Fauci says vaccines should be mandated at the local level but the federal government will not mandate them

  • Oops!
    Something went wrong.
    Please try again later.
  • The White House missed its goal of vaccinating 70% of US adults by July 4 amid vaccine hesitancy.

  • Dr. Anthony Fauci said he supported mandates at local institutions like schools and businesses.

  • He also said formal full approval of COVID-19 vaccines in the US might help combat hesitancy.

  • See more stories on Insider's business page.

Dr. Anthony Fauci on Sunday said he believed there should be more COVID-19 vaccine mandates at the local level but the federal government would not mandate the shots.

Fauci, the longtime director of the US National Institute of Allergy and Infectious Diseases, was speaking on CNN's "State of the Union" when Jake Tapper asked whether he supported vaccine mandates at places like schools and businesses.

"I do believe at the local level there should be more mandates," Fauci said. "We're talking about life-and-death situation. We've lost 600,000 Americans already, and we're still losing more people.

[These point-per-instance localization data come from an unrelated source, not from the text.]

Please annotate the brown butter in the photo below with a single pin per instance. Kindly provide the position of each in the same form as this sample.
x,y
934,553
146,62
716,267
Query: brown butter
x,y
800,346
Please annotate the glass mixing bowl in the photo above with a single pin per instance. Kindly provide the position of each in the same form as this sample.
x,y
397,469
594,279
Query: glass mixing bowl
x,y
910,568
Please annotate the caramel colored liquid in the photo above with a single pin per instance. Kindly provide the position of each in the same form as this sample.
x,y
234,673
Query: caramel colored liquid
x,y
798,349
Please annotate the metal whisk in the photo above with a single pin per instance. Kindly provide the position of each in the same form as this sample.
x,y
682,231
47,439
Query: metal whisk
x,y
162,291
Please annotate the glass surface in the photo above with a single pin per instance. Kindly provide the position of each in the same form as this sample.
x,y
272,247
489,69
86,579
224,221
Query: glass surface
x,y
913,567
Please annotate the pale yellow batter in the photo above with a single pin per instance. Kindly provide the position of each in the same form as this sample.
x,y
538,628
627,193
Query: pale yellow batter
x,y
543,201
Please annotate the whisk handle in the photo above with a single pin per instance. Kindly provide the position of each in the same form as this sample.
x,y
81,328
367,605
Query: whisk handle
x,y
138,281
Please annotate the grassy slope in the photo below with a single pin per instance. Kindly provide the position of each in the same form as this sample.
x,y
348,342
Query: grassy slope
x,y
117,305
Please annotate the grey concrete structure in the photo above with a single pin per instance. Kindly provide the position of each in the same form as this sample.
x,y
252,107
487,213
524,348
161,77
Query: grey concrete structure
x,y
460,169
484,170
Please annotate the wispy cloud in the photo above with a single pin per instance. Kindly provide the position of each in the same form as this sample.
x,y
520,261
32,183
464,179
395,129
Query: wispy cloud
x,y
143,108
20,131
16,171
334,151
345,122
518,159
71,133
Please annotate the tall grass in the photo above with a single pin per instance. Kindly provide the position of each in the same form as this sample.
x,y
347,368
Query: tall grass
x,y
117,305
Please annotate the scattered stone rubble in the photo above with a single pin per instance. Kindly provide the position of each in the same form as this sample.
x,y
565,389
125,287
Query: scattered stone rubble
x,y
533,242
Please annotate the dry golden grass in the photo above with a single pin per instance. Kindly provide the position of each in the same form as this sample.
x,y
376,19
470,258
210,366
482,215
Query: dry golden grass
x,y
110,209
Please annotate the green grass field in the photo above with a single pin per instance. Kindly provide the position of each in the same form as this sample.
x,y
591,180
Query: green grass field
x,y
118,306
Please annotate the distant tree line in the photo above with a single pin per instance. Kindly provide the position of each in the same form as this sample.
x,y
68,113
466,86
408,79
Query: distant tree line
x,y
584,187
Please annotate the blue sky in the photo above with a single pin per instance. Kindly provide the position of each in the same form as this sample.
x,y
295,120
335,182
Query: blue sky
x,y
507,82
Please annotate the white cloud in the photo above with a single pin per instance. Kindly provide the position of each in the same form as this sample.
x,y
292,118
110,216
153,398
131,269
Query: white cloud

There've been 4 million deaths worldwide, so I am in favor of that."

Read more: How anti-vaxxers are engineering a wave of legal battles to fight mandatory workplace COVID jabs

Fauci said he believed one reason some had been reluctant to mandate coronavirus vaccines was that they had not been fully authorized in the US. The vaccines there so far have received only emergency-use authorization, which can be used by the Food and Drug Administration during public-health emergencies. But Fauci said the data behind the vaccines was robust.

"The amount of data right now that shows a high degree of effectiveness and a high degree of safety is more than we've ever seen with emergency-use authorization," he said. "These vaccines are as good as officially approved, with all the I's dotted and the T's crossed."

Fauci said that the vaccines hadn't received full approval because of processes that needed to take place at the FDA but that "it's as good as done." He predicted that more local mandates might come once the vaccines were formally approved.

About 59% of American adults are fully vaccinated, with 67% having gotten at least one dose. Vaccines are widely available in the country, but public-health officials are working to combat vaccine hesitancy, particularly among Republicans. The US fell short of the White House's goal to have given one dose to at least 70% of adults by July 4.

At a Conservative Political Action Conference event in Dallas on Saturday, a crowd cheered about the US's failure to meet the White House's vaccination goal. Speaking on CNN, Fauci called the reaction "horrifying."

"They are cheering about someone saying that it's a good thing for people not to try and save their lives," he said.